MS are not forcing the Metro UI on anything but tablets with Win8. All signs indicate the traditional desktop is going absolutely nowhere and will be available on Win8 on the x86, it's just the ARM (WoA) Win8 that will be touch/Metro only. There was an 8,000 word blog post from MS just a week or two ago stating this. This has been stated over and over, but people keep ringing the doomsday bell for the desktop OS, and are blatantly wrong. Unless MS change something last minute, you will have the option to use Win8 in the similar and familiar way you've used every Win release in the past, in a mouse and keyboard, point and click, icons and desktop format. The RTM/consumer preview release comes out at the end of the month, so we'll see then, and I'm confident the Metro UI will be entirely optional on the x86 desktop. Your Start Menu is being tweaked, but other than that I don't see much difference than W7 than W8 for desktop users, at least until ReFS hits the consumer level MS os's, if it does.
Anything else would be financial suicide for a company with such high profits in enterprise. Enterprise sales is what made MS rich - consumer OS sales are nickel and dime compared to enterprise for them. Even the nicest to use (iOS, IMHO) touch/tablet interfaces simply are not an effective substitute for the desktop for productivity, and that doesn't even factor in dinky screen sizes, lack of processing grunt, and lack of storage and traditional connectivity found in a desktop.
I'm no apologist for Apple or any other tablet maker, but they are quite usable appliances, stuff like the iPad. Note the "appliance" denotation - you are not going to replace a traditional computer with a tablet anytime soon, which they can both do a lot of shared tasks, there's some things that tablets simply are not productive with, like heavy data entry, content creation, etc. A tablet is a computer, but in a lot of ways it simply isn't - it's a consumption device first and foremost.

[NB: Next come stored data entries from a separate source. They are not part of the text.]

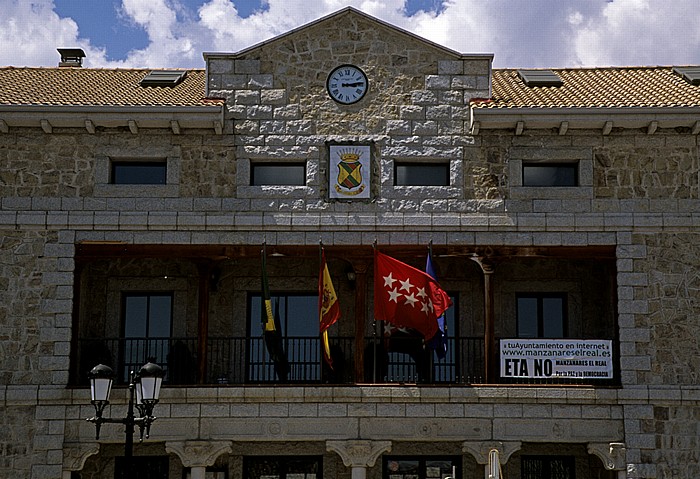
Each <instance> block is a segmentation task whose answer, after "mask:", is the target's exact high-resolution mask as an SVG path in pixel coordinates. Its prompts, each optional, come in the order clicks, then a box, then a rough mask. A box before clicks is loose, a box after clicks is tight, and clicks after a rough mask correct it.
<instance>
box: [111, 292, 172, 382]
mask: <svg viewBox="0 0 700 479" xmlns="http://www.w3.org/2000/svg"><path fill="white" fill-rule="evenodd" d="M156 296H157V297H167V298H169V299H170V318H169V323H170V324H169V325H168V330H169V331H168V335H167V336H151V335H150V333H149V329H150V327H149V325H150V319H151V318H150V317H151V311H150V303H151V298H152V297H156ZM137 297H146V298H147V302H146V314H147V317H146V325H145V329H146V332H145V336H127V301H128V298H137ZM174 305H175V292H174V291H122V292H121V299H120V313H119V316H120V338H121V339H122V341H123V342H121V344H122V346H121V347H120V348H119V349H120V350H119V361H118V364H119V366H120V368H124V369H123V370H122V371H119V372H118V373H117V374H118V375H119V376H118V380H119V381H126V380H128V374H129V371H130V369H131V368H132V367H133V368H136V367H140V366H141V365H142V364H143V363H145V362H146V361H148V360H150V358H152V357H153V358H155V362H156V363H158V364H160V365H161V366H163V367H165V368H166V369H167V364H168V354H169V352H170V339H171V338H172V337H173V322H174V316H175V315H174ZM130 338H134V339H141V338H142V339H143V340H144V345H145V347H146V351H145V352H144V354H145V355H146V357H145V358H142V359H140V360H139V361H137V363H138V364H137V365H134V364H133V363H132V362H131V357H132V354H130V353H129V351H130V349H131V347H129V346H128V345H127V342H128V339H130ZM163 340H165V343H164V344H163V346H164V347H162V351H161V352H162V354H160V355H158V347H157V345H155V346H153V345H152V344H151V343H152V342H155V341H163ZM154 347H155V348H156V353H154V354H151V353H150V352H149V351H151V348H154ZM137 348H138V346H137ZM137 354H138V353H137ZM161 356H162V357H161Z"/></svg>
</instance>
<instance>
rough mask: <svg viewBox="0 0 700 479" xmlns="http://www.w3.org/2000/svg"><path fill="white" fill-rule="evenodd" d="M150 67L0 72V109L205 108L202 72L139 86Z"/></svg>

Many people slamming tablets and touch devices are viewing said machines as desktop competitors, and in my books they simply can't be compared. Most guys derping and whining about touch keyboards and tablets in general being entirely unusable in any capacity have never even tried them, and are likely still the types to own 7 year old feature phones
They aren't for everyone, but even the naysayers would find them quite usable even after using them for an hour or two or they simply wouldn't have taken off like they have. For emails, quick docs and such, tablets and their onscreen keyboards are more than usable, and I dare say pleasant to use if you understand what they can and cannot do.